Комендант повернулся и уставился на него. Джеральду показалось, что после его слов комендант и Фринну причислил к категории потерянных.

— Увезите ее отсюда, — с презрительной яростью бросил комендант.

— Уедем через пару дней, — с терпеливой вежливостью ответил Джеральд. — Вынужден признать, что Холихейвен нас разочаровал.

— Сейчас. Пока еще есть время. Немедленно.

Страстная убежденность коменданта вызывала тревогу.

Джеральд задумался. Даже пустой вестибюль с его кошмарным интерьером и безликой обстановкой казался враждебным.

— Вряд ли они будут упражняться всю ночь напролет, — заметил он. Но на этот раз его голос звучал приглушенно от страха.

— Упражняться?! — насмешка коменданта льдинкой пролетела по жаркой комнате.

— А чем же еще они занимаются?

— Они бьют в колокола, чтобы пробудить мертвых.

Из дымохода потянуло ветром, и огонь в камине вспыхнул с новой силой. Джеральд страшно побледнел.

— Это всего лишь оборот речи, — еле слышно пролепетал он.

— Только не в Холихейвене. — Комендант вновь устремил взгляд на огонь.

Джеральд посмотрел на Фринну. Ее дыхание стало неровным. Его голос упал до шепота.

— И что происходит потом?

Комендант тоже говорил почти шепотом.

— Никто не знает, сколько времени они будут звонить. Каждый год — по-разному. Не знаю почему. До полуночи ничего не случится. Может, и чуть позже. А потом восстанут мертвые. Сначала один или двое; через некоторое время — все остальные. Сегодня даже море ушло. Вы сами видели. В подобных городках каждый год тонет несколько человек. В этом году утонуло гораздо больше. Но все равно утопленники составляют лишь малую часть. Большинство выходят не из воды, а из земли. Зрелище не из приятных.

— Куда они идут?

— Я никогда за ними не ходил, поэтому не знаю. Я не сумасшедший.

В глазах коменданта отражалось пламя. Наступила долгая пауза.

— Я не верю в воскрешение, — наконец нарушил молчание Джеральд. С каждым часом колокола звонили все громче и громче. — Во всяком случае, тела.

— А какое еще может быть воскрешение? Все остальное — только теория. Вы даже представить себе не можете. Никто не может.

Джеральд лет двадцать не спорил на эту тему.

— Значит, вы советуете нам уехать, — сказал он. — Куда?

— Неважно куда.

— У меня нет машины.

— Идите пешком.

— С ней? — он показал на Фринну одними глазами.

— Она молодая и сильная, — в словах коменданта звучала отчаянная нежность. — Она на двадцать лет моложе вас и, значит, на двадцать лет важнее.

— Да, — кивнул Джеральд, — согласен… А как же вы? Что будете делать вы?

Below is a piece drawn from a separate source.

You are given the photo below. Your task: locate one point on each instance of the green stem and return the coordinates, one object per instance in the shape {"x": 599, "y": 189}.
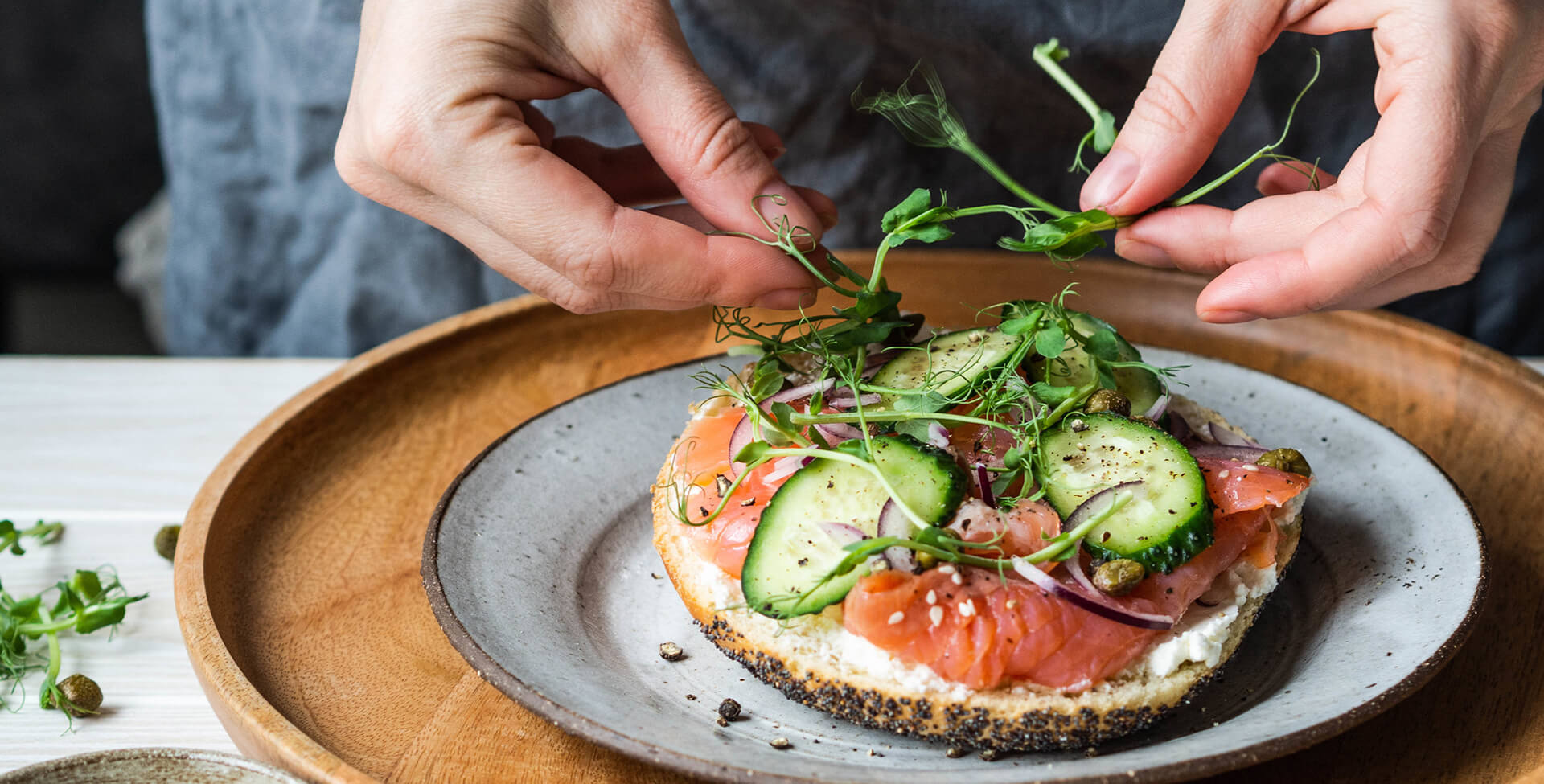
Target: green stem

— Я живу здесь не первый год и знаю, что делать.

— А Паскоу?

— Он пьян. Если напиться до бесчувствия, то уже ничего не страшно. Орден «За боевые заслуги» и бар. Крест «За лётные боевые заслуги» и бар.

— Но вы сами не пьете?

— Не пью, с тех пор как приехал в Холихейвен. Потерял сноровку.

Фринна неожиданно села.

— Привет, — поздоровалась она с комендантом, еще не до конца проснувшись. — Надо же! Колокола все еще звонят.

Комендант встал, отведя глаза.

— Думаю, сказать больше нечего, — заметил он, обращаясь к Джеральду. — У вас еще есть время. — Он кивнул Фринне и вышел из вестибюля.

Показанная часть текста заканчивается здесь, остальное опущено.